Is it not possible to do this (roughly at least) using some clever resampling of the fft spread? The lowest index slices need to be resampled to cover a greater number of output slices and the higher index slices a fewer number of output slices. The tricky bit is this needs to happen as a function of the frequency, but I suppose a manual method of resampling small groups of slices then combining them again may work to an extent, but the result will be quite coarse I imagine.
Another interesting thing to note when playing sweeping the sine tone through the fft is that even though the volume stays constant as the (single) frequency changes, the value output from the fft is much greater when the frequency is higher, than lower. I think this would also be fixed by solving the above, and I’m sure you can see how this would be useful…
Cheers
here is some reading.
http://www.wellesley.edu/Physics/brown/pubs/cq1stPaper.pdf
http://www.wellesley.edu/Physics/brown/pubs/effalgV92P2698-P2701.pdf
http://wwwmath.uni-muenster.de/logik/Personen/blankertz/constQ/constQ.pdf
once i implemented all this, but when diggin into it i realized that you wont get more information out of the signal than the fft already has. just pack the fft bins together as the fft 4 channels does. you can do that with a + spectral with increasing bin sizes and a scaling proportional to the bin sizes after it.
again pushing my wavelet proposal … do you (tf/devs) see a chance that we get this? or, maybe you aren’t convinced that this will push things?
the reason for me wanting this was a talk to a mathematician doing signal transforms all the time. he told me that, the (fast) wavelet transform has several advantages to its fourier equivalent. i.e. that it’s more similar to the human hearing – what is a thing we’re talking about in here, isn’t it?
here’s a wavelet vs. fourier … for someone who understands the math behind it - cos i don’t.
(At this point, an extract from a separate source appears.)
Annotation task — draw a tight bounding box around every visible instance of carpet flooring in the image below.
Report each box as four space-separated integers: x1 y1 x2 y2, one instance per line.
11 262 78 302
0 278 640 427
yes, i also looked into that… my main concern that time was input delay, which can not be solved because to analyse a low frequency wave, you have to wait until its there, which takes it time and defines the buffer size.
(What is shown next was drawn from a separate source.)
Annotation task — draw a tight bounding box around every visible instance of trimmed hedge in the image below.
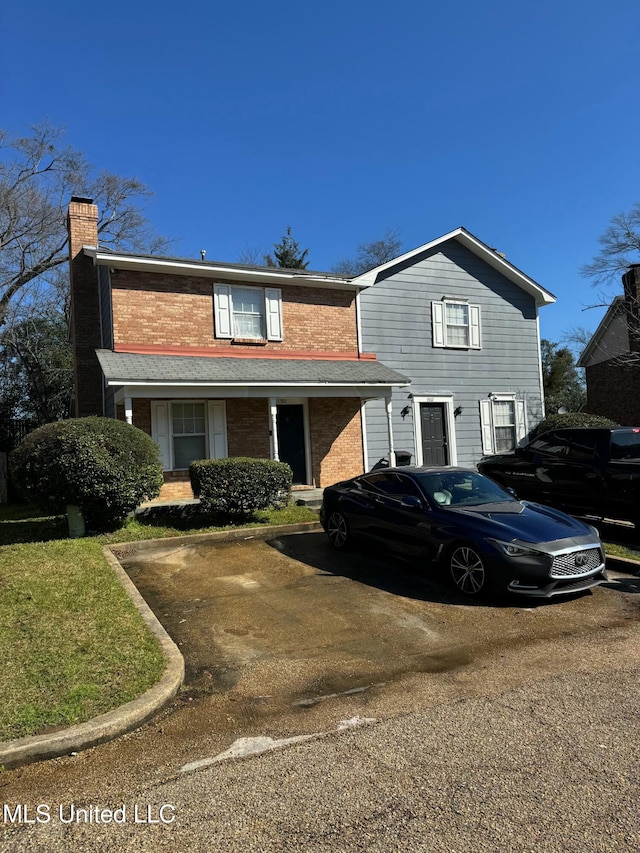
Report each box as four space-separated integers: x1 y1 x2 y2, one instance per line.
189 456 292 516
531 412 620 438
10 417 163 530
anyways, the wavelet transformation is really an interesting alternative, will look into it next week…
hurray!
perhaps i can provide some mathlab code, if this is useful for you?
yes, any code you have/find will be useful… i do not intend to write the algorithm from scratch, but find the best implementation for our tasks.
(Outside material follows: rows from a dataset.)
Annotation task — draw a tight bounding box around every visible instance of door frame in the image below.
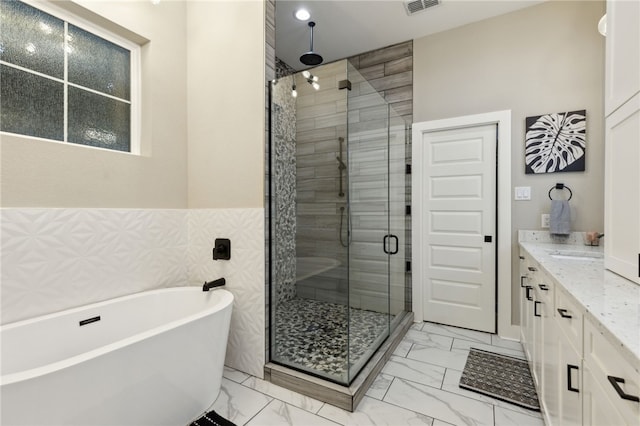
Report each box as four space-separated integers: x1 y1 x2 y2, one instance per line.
411 110 519 340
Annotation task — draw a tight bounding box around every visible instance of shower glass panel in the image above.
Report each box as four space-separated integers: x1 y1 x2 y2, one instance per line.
269 60 406 385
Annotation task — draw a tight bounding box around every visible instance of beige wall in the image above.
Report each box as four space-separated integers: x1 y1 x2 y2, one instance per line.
187 0 265 208
414 0 605 323
0 1 187 208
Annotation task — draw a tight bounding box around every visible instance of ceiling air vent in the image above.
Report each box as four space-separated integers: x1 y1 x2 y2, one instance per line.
404 0 440 15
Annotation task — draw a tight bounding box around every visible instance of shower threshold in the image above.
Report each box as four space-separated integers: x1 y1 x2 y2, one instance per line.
264 312 413 412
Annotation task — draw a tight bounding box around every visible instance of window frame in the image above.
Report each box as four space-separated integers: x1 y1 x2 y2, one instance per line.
0 0 142 155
ok, did some tests… same conclusion as before. fft is fast and has all info. the wavelet transform has only 10 bands if the buffer size is 512, 11 at 1024 and so on… rescaling the FFT has almost the same results as the wavelet transform for our audio analysis tasks. wavelets would make more sense if we had very big buffers… but we dont want big buffers because of the latency.
here are some tests, it includes a RescaleFFT plugin, which does what mrboni was referring to.
wavelet.zip (88.2 kB)
Thanks Ton, will check it out.
Might a combination fft / wavelet approach work using the wavelet analysis only for frequencies above a threshold, avoiding large buffer sizes, and fft for the remaining low frequencies?
its not a frequency problem with wavelets, its just that it has very few bands. only 11 with a buffer of 1024 samples, 12 with 2048, 13 with 4096 and so on…
ah damn… otherwise the wavelet-output looks quite promising - just listened to some piano music and there, you can almost watch the piano-keys
…but of course the bands-problem is a pity
ooh exciting, gonna have a good look through that now
(disclaimer: i have not read deeply into it, so disregard what i say if i’m wrong, but) shouldn’t the number of bands also depend on the form of the wavelet? i.e. slimmer wavelet, more bands?